6:29 PM PST on February 1, 2011

A long-awaited blueprint to significantly improve safety and livability conditions on Cesar Chavez Street was approved by SFMTA Board today, culminating nearly a decade of community input and planning.

"This is the final step for approval of this really great project," said Marc Caswell, program director of the San Francisco Bicycle Coalition. "This project has been in the works for years, and watching the Department of Public Works, the Public Utilities Commission (PUC), the SFMTA, and everybody at the Planning Department come together to build this world-class project was really inspiring and a great example for how future projects should come together."

Caswell and neighborhood advocates cheered the plan's benefits for pedestrians and bike riders. Redesigning the street will also lead to a reduction in speeding motor traffic.

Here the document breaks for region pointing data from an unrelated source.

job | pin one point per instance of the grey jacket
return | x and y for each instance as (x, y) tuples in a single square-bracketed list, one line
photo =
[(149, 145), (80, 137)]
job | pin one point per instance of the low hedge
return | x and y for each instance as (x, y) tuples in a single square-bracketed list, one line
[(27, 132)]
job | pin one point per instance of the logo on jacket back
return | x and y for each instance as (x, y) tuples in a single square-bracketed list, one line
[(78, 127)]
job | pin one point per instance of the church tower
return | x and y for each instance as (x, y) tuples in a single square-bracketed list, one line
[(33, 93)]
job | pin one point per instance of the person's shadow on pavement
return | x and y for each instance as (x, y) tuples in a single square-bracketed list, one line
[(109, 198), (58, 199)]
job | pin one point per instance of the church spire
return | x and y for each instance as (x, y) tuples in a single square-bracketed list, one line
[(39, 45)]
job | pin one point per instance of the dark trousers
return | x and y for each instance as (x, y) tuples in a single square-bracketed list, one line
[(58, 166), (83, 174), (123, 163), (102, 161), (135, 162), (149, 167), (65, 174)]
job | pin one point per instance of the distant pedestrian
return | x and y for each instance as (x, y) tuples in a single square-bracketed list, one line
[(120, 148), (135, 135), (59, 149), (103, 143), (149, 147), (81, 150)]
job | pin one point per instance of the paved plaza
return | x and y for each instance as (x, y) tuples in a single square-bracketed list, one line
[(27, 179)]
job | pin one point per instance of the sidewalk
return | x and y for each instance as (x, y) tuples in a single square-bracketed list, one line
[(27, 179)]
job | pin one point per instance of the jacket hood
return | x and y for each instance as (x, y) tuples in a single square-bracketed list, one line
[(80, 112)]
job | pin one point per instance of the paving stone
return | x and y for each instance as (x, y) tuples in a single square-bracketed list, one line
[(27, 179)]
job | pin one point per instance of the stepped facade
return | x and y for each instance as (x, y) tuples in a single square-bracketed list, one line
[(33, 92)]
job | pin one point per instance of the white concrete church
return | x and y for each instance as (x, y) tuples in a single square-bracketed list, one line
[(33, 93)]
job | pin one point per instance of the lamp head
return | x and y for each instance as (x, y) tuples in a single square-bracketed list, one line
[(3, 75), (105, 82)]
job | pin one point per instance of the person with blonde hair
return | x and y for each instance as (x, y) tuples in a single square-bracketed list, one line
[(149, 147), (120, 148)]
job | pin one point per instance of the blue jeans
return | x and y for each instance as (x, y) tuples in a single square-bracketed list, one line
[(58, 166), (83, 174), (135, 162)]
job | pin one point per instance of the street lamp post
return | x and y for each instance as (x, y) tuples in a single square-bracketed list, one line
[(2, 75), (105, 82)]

For five years now, community groups and city agencies have been working together to develop a vision to improve a street that residents described as a "mini-freeway" so dangerous that even some drivers avoided it. The SFMTA's Mike Sallaberry of the Sustainable Streets Division noted that bicyclists and pedestrians have disproportionately comprised 8 and 15 percent, respectively, of the street's 150 crashes over the past five years.

"I would gladly add a minute or two to my drive to and from the freeway to ensure safety for bike riders and pedestrians," said one commuter who uses the motor thoroughfare regularly by bike and car.

Sallaberry described the plan, saying it would cost-efficiently add features such as bike lanes, a landscaped median, and sidewalk bulb-outs in conjunction with sewer pipe and lighting projects already planned by the PUC.

Critics have said the proposed bike lanes, which would be painted between parked vehicles and moving motor traffic, don't go far enough to improve safety compared to physically separated facilities, such as those being planned for Masonic Avenue.

SFMTA Director Cheryl Brinkman said that according to Sallaberry and PUC staff, a buffered bike lane wouldn't currently be possible without removing the landscaped median or parking lanes. Without critical funding from the PUC that depends on including the stormwater-mitigating median, the project may not be possible.

As for the option of using the medians to separate bike and auto traffic, she said it would conflict with the location of underground sewer pipes, and removing parking would be a politically difficult option.

The sewer portion of the work is scheduled to start this spring while construction on the streetscape plan should begin in the fall.